Esos dos aparentes accidentes de tráfico dejaron el casco antiguo de Calabella inaccesible al tráfico rodado.

Enseguida, varios vecinos alarmados por el estrépito salieron a sus ventanas, comprendieron lo ocurrido y llamaron a la patrulla de la Policía Municipal.

El tercer estruendo, boooum, lo produjo la furgoneta conducida por el Encapuchado nº 5 contra la persiana del número 28 de la calle Gallineta, concretamente bajo el rótulo que decía Académia d’Idiomes Costa Brava.

Naturalmente, cada vez más vecinos y cada vez más alarmados, siguieron llamando al número de la Policía Municipal, que recibía noticias contradictorias sobre el lugar exacto donde se había producido el accidente ya que en realidad eran tres aparentes accidentes. Con todo, dos patrullas consiguieron llegar a dos de los puntos de choque: el del Porsche y el del Jaguar, vehículos que, contra toda lógica, aparecieron vacíos de ocupantes. Pero como ningún coche patrulla pudo recorrer la zona de callejas que había quedado aislada entre los dos accidentes, nadie de la Policía Local —ni de los Mossos que acudieron poco más tarde— tuvo oportunidad de estorbar el trabajo de los Encapuchados en la calle de la Gallineta, donde se habían reunido de nuevo los seis para completar la acción.

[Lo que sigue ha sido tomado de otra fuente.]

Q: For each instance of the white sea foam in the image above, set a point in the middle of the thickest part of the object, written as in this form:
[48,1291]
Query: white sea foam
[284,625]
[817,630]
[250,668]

Emplearon en ella apenas cinco minutos, debidamente filmados en vídeo por el Encapuchado nº 4. Una vez inutilizada la persiana, hubo que entrar con una linterna para localizar el Reconector. Visto que no estaba ni en la recepción, ni en el despacho, ni en ninguna de las tres pequeñas aulas, sólo podía hallarse en la única habitación que permanecía cerrada bajo llave. La descerrajaron, entraron, envolvieron eso que parecía una impresora láser en una bolsa de basura industrial, y, entre dos, cargaron con ella hasta acomodarla en el portaequipajes de la furgoneta. Luego pintaron con espray de color negro el símbolo de los komandos de IKEA —un orinal del que salían tres rayitas que indicaban abundante olor— e iniciaron la retirada.

La exquisitez del plan consistía en haber elegido los puntos de choque de los dos coches de tal modo que, atendiendo a las distintas direcciones permitidas o prohibidas, ningún vehículo policial pudiera llegar a la calle de la Gallineta, y sin embargo la furgoneta sí pudiera salir. Sólo fue cuestión de seguir el trayecto previamente estudiado y trazado por el Encapuchado nº 6 sobre el mapa para que, exactamente a las 2.07 de la madrugada, la furgoneta con los seis Encapuchados y el Reconector requisado salieran de la población en dirección sur.

Según informaba el Google Maps, a una media de 110 km/h, les quedaban 7 horas de viaje hasta Madriz conduciendo en turnos cronometrados de 70 minutos.

—Coño, nos hemos dejado las latas de atún en el Jaguar —dijo nº 2.

A pesar del descuido, les alegró bastante el viaje el cheque de 100.000 euros que la Encapuchada nº 1 se sacó de un bolsillo y que fue pasando de mano en mano.